Un’altra start up, Farmer’s Edge, raccoglie i dati e le informazioni provenienti dai satelliti e dai sensori intelligenti per monitorare i minuscoli cambiamenti delle condizioni meteorologiche. Altre aziende ancora raccolgono enormi quantità di dati su tutto, dall’umidità del terreno alle routine di fertilizzazione, mentre i monitor e il software meteorologico prevedono le precipitazioni con precisione millimetrica.

Terramera sta lavorando per sfruttare “l’intelligenza delle piante” raccogliendo dati su come gli input (qualsiasi cosa, dai fungicidi ai fertilizzanti, dai nutrienti all’acqua) influenzano tutto, dalla suscettibilità di una pianta a parassiti e malattie, alla resa, alla qualità, alla resistenza alla siccità e il suo contenuto di proteine o zucchero.

Poiché il cambiamento climatico influenza sempre più la prevedibilità dei modelli meteorologici, avere il controllo sulla forza di una coltura è vitale per la nostra sopravvivenza e per la continuità di ogni varietà culinaria. L’obiettivo finale? Consentire ai coltivatori di accedere alle informazioni di cui hanno bisogno per coltivare colture forti e abbondanti, indipendentemente dalle condizioni.

Man mano che i consumatori diventano più a loro agio con “intrugli” come Beyond Meat e interessanti nuove opzioni di produzione (germogli di cavolo, li conoscete?), l’ AgTech (agricoltura tecnologica) sta abbracciando con entusiasmo il miglioramento delle colture. Per essere chiari, non si tratta di manipolare alimenti e introdurre DNA estraneo: si tratta di applicare tecniche intelligenti basate sui dati in modo che i coltivatori possano minimizzare i rischi, le malattie e le perdite e enfatizzare il pieno potenziale e le caratteristiche naturali di una pianta.
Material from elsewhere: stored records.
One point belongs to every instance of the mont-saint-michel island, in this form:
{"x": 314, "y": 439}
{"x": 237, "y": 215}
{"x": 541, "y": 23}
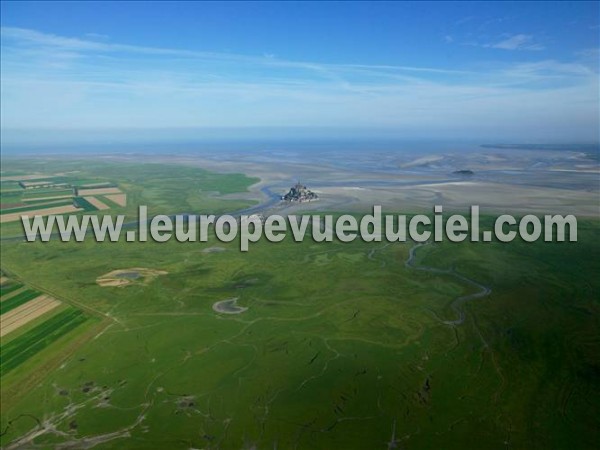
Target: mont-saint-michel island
{"x": 350, "y": 236}
{"x": 299, "y": 193}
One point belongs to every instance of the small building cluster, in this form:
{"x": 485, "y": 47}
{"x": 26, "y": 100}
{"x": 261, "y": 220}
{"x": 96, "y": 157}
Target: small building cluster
{"x": 300, "y": 193}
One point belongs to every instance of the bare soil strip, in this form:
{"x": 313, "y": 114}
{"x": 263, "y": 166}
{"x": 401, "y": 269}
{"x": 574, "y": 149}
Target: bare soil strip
{"x": 124, "y": 277}
{"x": 26, "y": 177}
{"x": 26, "y": 313}
{"x": 97, "y": 203}
{"x": 99, "y": 191}
{"x": 39, "y": 212}
{"x": 119, "y": 199}
{"x": 54, "y": 197}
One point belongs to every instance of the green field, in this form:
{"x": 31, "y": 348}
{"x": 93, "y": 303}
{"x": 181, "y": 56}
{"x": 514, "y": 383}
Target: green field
{"x": 28, "y": 345}
{"x": 17, "y": 300}
{"x": 343, "y": 346}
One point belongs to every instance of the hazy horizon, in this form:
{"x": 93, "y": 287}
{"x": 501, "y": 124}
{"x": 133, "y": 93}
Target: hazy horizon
{"x": 525, "y": 72}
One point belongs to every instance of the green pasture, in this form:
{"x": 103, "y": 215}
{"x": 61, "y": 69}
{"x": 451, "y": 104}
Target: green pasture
{"x": 342, "y": 345}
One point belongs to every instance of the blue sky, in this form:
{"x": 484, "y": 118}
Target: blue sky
{"x": 488, "y": 70}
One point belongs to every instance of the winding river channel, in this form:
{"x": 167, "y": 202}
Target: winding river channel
{"x": 457, "y": 303}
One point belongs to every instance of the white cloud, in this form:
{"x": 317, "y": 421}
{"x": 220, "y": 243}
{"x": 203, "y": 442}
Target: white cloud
{"x": 517, "y": 42}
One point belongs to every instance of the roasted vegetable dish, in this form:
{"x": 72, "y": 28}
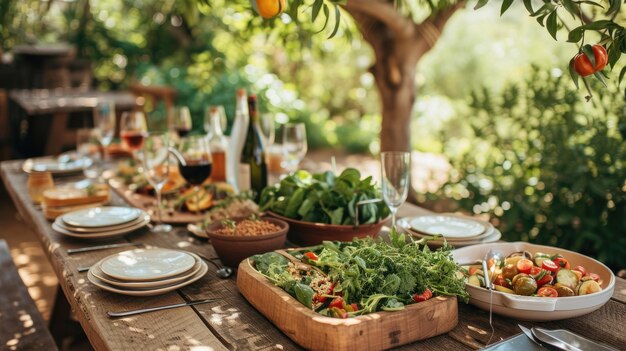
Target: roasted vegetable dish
{"x": 344, "y": 280}
{"x": 541, "y": 274}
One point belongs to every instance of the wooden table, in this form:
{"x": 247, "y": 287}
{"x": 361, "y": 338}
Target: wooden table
{"x": 60, "y": 103}
{"x": 231, "y": 322}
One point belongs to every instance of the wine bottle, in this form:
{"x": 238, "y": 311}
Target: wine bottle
{"x": 237, "y": 139}
{"x": 253, "y": 153}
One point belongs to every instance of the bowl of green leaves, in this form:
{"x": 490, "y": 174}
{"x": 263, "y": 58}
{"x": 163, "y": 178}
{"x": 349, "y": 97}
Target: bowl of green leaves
{"x": 323, "y": 206}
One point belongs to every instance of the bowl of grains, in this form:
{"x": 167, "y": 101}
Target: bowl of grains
{"x": 235, "y": 239}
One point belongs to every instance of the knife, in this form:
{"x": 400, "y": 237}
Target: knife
{"x": 569, "y": 340}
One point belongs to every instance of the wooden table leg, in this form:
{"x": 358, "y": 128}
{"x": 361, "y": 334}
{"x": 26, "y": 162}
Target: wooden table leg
{"x": 56, "y": 138}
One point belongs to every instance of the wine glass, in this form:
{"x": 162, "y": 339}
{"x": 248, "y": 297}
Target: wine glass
{"x": 294, "y": 145}
{"x": 181, "y": 122}
{"x": 104, "y": 122}
{"x": 195, "y": 162}
{"x": 133, "y": 129}
{"x": 87, "y": 145}
{"x": 395, "y": 169}
{"x": 268, "y": 129}
{"x": 209, "y": 125}
{"x": 156, "y": 165}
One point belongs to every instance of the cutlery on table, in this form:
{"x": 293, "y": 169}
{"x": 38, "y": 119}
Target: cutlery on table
{"x": 566, "y": 340}
{"x": 101, "y": 247}
{"x": 159, "y": 308}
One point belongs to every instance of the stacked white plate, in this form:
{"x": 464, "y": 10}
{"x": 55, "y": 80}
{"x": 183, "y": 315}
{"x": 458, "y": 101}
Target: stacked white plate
{"x": 457, "y": 230}
{"x": 101, "y": 222}
{"x": 147, "y": 272}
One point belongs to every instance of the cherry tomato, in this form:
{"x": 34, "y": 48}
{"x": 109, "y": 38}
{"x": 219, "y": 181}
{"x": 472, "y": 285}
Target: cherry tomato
{"x": 549, "y": 266}
{"x": 583, "y": 66}
{"x": 337, "y": 302}
{"x": 561, "y": 262}
{"x": 427, "y": 294}
{"x": 547, "y": 291}
{"x": 524, "y": 265}
{"x": 311, "y": 255}
{"x": 581, "y": 269}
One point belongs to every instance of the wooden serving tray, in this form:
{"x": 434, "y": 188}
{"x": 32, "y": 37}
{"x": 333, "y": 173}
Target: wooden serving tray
{"x": 375, "y": 331}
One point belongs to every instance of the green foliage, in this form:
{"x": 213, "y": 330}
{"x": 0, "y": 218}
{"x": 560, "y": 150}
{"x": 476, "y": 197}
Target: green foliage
{"x": 325, "y": 198}
{"x": 548, "y": 167}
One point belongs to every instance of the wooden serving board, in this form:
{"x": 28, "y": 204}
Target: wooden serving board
{"x": 375, "y": 331}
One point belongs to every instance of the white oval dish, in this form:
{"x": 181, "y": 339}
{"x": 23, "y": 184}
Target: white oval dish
{"x": 537, "y": 308}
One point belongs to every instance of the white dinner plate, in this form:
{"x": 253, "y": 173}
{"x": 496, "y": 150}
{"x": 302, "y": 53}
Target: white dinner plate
{"x": 447, "y": 225}
{"x": 148, "y": 292}
{"x": 101, "y": 216}
{"x": 102, "y": 235}
{"x": 97, "y": 272}
{"x": 52, "y": 165}
{"x": 59, "y": 222}
{"x": 147, "y": 264}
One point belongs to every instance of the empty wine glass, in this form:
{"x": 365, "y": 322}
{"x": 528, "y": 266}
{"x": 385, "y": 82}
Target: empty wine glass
{"x": 195, "y": 163}
{"x": 104, "y": 122}
{"x": 181, "y": 122}
{"x": 294, "y": 145}
{"x": 156, "y": 165}
{"x": 395, "y": 169}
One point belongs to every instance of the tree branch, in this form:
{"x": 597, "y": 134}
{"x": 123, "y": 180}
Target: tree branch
{"x": 382, "y": 11}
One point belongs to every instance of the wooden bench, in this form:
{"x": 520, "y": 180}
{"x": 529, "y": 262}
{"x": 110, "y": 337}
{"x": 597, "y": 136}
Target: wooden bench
{"x": 21, "y": 325}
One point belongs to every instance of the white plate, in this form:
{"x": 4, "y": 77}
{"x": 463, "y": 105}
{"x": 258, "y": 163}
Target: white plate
{"x": 148, "y": 292}
{"x": 52, "y": 165}
{"x": 147, "y": 264}
{"x": 101, "y": 216}
{"x": 102, "y": 235}
{"x": 538, "y": 308}
{"x": 59, "y": 222}
{"x": 448, "y": 226}
{"x": 97, "y": 272}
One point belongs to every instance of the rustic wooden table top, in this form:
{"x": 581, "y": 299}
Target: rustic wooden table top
{"x": 231, "y": 322}
{"x": 45, "y": 101}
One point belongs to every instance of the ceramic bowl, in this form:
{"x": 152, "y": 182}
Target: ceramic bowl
{"x": 232, "y": 249}
{"x": 309, "y": 233}
{"x": 538, "y": 308}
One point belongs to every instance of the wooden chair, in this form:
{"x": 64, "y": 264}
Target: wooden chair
{"x": 21, "y": 325}
{"x": 149, "y": 98}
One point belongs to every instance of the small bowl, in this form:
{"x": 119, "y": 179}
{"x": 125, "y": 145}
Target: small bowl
{"x": 310, "y": 233}
{"x": 533, "y": 308}
{"x": 233, "y": 249}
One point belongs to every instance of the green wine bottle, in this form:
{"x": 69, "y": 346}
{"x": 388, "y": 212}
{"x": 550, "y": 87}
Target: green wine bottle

Alcune frequenze di illuminazione, ad esempio utilizzando luci a LED, possono modificare il gusto e l’odore di un pomodoro, mentre la rucola può diventare più o meno piccante a seconda dei nutrienti che riceve. Poiché l’agricoltura indoor, le serre verticali e le camere di crescita automatizzate consentono un maggiore controllo sull’ambiente di crescita di una pianta, stiamo entrando in un mondo in cui il sapore può diventare personalizzabile per coltura, il tutto attraverso input etici non invasivi che massimizzano il potenziale esistente di Madre Natura.

Stiamo già assistendo a una maggiore trasparenza da parte dei nostri produttori e fornitori di prodotti alimentari (basti pensare a come i ristoranti spesso elencano la fattoria da cui proviene il petto di pollo nel nostro piatto) ma seguire più da vicino il nostro cibo non significa solo mangiare in modo etico: riguarda anche la sicurezza. Più conosciamo il viaggio di un alimento, più possiamo combattere la contaminazione e malattie alimentari come l’Escherichia coli.

Alcune aziende, come AgriDigital e Bext360, stanno sfruttando l’iper-accuratezza della tecnologia blockchain per aiutarci a tenere d’occhio da dove proviene il nostro cibo e cosa ne è seguito lungo il percorso. In definitiva, la blockchain funge da libro mastro decentralizzato che consente di tracciare le cose su una scala che gli esseri umani non avrebbero mai potuto fare prima (come tracciare il percorso dei singoli chicchi di caffè dal campo all’espresso). Tracciabilità significa responsabilità, per consumatori finali e coltivatori, il che significa che possiamo sentirci al sicuro sul cibo che stiamo mangiando, anche se i problemi ambientali stanno cambiando.

Infine, c’è un altro motivo per cui la tecnologia è pronta a rivoluzionare il modo in cui coltiviamo il cibo nei prossimi anni: con una popolazione globale in forte crescita, non possiamo fare affidamento sul modo in cui abbiamo fatto finora queste cose per fornire la portata e la varietà di alimenti naturali richiesti dai consumatori. Fortunatamente, l’ AgTech è ben posizionata per dare una mano a creare maggiore sostenibilità, cibo più pulito, abbondanti germogli di cavolo e qualsiasi altra prossima tendenza alimentare potrebbe essere dietro l’angolo.